Belum ada tanda-tanda kuning keemasan yang biasanya menyemburat menjelang petang. Aku melirik jam tangan—jarum pendek menunjuk angka tiga, lewat dua puluh menit. Kami bertiga sedang duduk bersisian, larut dalam obrolan yang ringan dan tak tentu arah, ketika tiba-tiba muncul sebuah keinginan yang tak bisa ditampik: mendaki gunung.
Entah siapa yang memulai, tapi seolah-olah pikiran itu melompat dari benak ke benak. Dalam sekejap, kami sepakat. Tanpa rencana matang, tanpa perhitungan keuangan. Padahal hari itu tanggal 9—sehari sebelum gaji turun.
"Sudah, berangkat saja dulu. Uang seadanya cukup. Toh, besok gajian."
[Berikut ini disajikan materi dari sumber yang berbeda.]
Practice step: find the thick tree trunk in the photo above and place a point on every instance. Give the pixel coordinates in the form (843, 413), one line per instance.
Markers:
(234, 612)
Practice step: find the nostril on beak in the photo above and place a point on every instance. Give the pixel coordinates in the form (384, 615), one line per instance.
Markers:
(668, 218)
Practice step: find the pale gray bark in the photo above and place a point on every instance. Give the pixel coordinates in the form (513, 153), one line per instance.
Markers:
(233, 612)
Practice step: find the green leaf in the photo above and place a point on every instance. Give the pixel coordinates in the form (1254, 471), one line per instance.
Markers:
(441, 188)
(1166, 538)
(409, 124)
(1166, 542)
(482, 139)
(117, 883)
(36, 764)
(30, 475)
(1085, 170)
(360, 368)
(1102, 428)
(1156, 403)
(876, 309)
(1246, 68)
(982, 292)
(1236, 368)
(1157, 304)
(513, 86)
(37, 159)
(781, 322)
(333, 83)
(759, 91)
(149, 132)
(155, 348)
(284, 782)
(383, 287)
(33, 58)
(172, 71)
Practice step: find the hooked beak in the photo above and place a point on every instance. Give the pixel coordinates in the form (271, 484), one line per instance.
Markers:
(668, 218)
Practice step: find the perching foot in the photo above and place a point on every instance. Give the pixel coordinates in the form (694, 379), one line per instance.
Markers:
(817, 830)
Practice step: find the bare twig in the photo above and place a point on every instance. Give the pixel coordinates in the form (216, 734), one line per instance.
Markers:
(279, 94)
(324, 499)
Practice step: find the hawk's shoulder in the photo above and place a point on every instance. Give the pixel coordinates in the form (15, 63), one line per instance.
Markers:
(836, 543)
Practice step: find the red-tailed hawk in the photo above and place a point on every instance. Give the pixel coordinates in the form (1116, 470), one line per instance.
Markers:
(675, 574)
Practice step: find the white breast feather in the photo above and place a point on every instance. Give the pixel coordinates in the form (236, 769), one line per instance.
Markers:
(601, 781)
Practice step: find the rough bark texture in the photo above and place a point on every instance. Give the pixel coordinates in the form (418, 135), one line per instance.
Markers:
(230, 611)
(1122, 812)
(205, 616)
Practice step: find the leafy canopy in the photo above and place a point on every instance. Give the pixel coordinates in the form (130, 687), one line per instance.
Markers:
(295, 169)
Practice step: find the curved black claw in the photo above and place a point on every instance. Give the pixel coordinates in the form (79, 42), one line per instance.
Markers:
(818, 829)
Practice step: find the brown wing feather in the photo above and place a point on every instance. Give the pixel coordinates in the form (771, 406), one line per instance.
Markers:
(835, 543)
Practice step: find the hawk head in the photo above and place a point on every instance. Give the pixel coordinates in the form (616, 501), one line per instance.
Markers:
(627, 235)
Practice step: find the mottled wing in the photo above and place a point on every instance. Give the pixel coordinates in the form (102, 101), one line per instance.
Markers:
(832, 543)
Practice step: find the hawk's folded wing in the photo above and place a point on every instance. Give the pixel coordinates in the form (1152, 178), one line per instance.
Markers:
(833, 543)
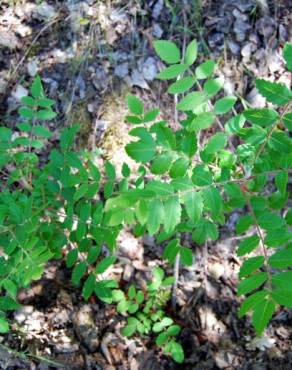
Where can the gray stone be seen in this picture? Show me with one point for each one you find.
(32, 67)
(122, 70)
(45, 11)
(86, 328)
(8, 40)
(240, 27)
(233, 47)
(149, 69)
(19, 92)
(157, 31)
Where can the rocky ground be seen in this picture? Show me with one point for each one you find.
(89, 55)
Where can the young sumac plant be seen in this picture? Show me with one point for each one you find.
(188, 182)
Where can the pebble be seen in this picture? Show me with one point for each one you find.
(19, 92)
(157, 31)
(233, 47)
(255, 99)
(86, 328)
(247, 50)
(157, 9)
(32, 67)
(149, 69)
(122, 70)
(137, 79)
(240, 28)
(23, 30)
(45, 11)
(8, 40)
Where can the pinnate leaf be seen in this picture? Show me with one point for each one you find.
(167, 51)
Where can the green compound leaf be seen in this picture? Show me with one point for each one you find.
(202, 176)
(191, 53)
(213, 201)
(281, 259)
(251, 283)
(216, 143)
(191, 101)
(287, 119)
(193, 202)
(135, 105)
(161, 164)
(282, 280)
(262, 315)
(283, 297)
(275, 93)
(212, 87)
(224, 105)
(179, 168)
(151, 115)
(155, 216)
(287, 54)
(177, 352)
(181, 85)
(205, 70)
(172, 71)
(201, 122)
(251, 265)
(78, 272)
(172, 211)
(205, 230)
(88, 287)
(186, 256)
(263, 117)
(281, 181)
(248, 245)
(167, 51)
(36, 89)
(143, 150)
(251, 302)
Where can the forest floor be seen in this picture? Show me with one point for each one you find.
(89, 55)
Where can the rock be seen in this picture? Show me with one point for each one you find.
(283, 35)
(100, 79)
(8, 40)
(262, 344)
(22, 30)
(32, 67)
(45, 11)
(137, 79)
(128, 272)
(3, 84)
(274, 62)
(149, 69)
(266, 26)
(157, 31)
(233, 47)
(129, 246)
(157, 9)
(23, 313)
(244, 5)
(122, 70)
(216, 40)
(240, 28)
(19, 92)
(216, 270)
(247, 50)
(255, 99)
(86, 328)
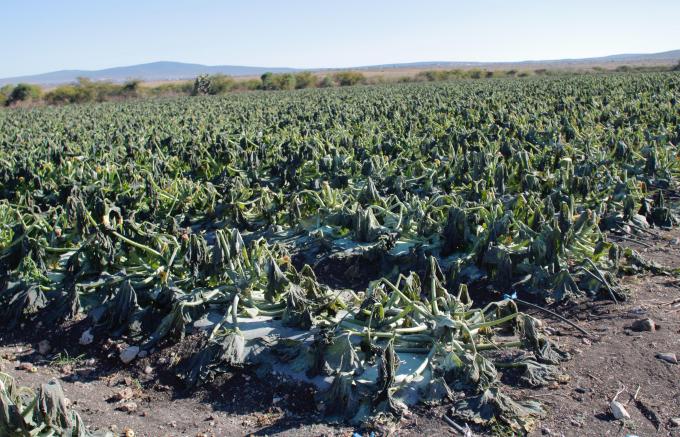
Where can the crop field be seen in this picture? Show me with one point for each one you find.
(390, 247)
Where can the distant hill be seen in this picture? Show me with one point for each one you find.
(154, 71)
(160, 71)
Begitu kata Arya, dan kami hanya saling pandang lalu mengangguk. Sederhana dan nekat.
Aku langsung membuka ponsel, jari-jari melesat menari di atas layar, menelusuri informasi tentang Gunung Gede Pangrango. Tentang rute menuju basecamp, kendaraan apa yang harus dinaiki, hingga syarat-syarat pendaftaran. Di zaman ini, segalanya bisa diraih lewat gawai. Tak perlu lagi membawa berkas menumpuk; surat sehat, tiket, formulir pendaftaran—semua bisa diakses dalam genggaman.
Kenapa Gunung Gede Pangrango?
Karena ia adalah gunung profesional tertinggi yang paling dekat dari tempat kami tinggal. Karena kami sudah sering melintasi rutenya. Dan mungkin juga karena ego kecil yang tumbuh dari rasa penasaran—tentang MDPL, tentang bagaimana rasanya menjejak di atas ketinggian. Kami, tiga pemuda biasa yang tengah jatuh cinta pada euforia mendaki. Kami tahu, sebagian dari kita pernah merasakan hal yang sama.
Malam pun turun perlahan.
Aku baru saja kembali dari Balaraja, membawa tas ransel 55 liter pinjaman dari seorang kawan. Sekalian menyewa perlengkapan mendaki: tenda, sepatu, sleeping bag, dan matras. Aku dan Janur membawa semuanya dengan hati-hati, seolah sudah mengerti betapa pentingnya alat-alat itu.
Kami memang nekat, tapi tidak sebodoh itu untuk meremehkan keselamatan. Kami rela mengeluarkan uang—yang bagi kami tidak sedikit—demi menjaga nyawa di tempat yang asing dan menantang. Kami hanya berharap, siapa pun yang membaca kisah ini dan ingin mencoba mendaki, turut mengingat hal yang sama.
Obrolan malam itu berlangsung panjang, bercampur tawa dan imajinasi tentang kabut, tenda yang berdiri di bawah bintang, dan secangkir kopi hangat di dekat jurang.
Tanpa sadar, kami pun terlelap. Dunia mimpi menyambut kami seperti pendahuluan dari perjalanan yang sesungguhnya.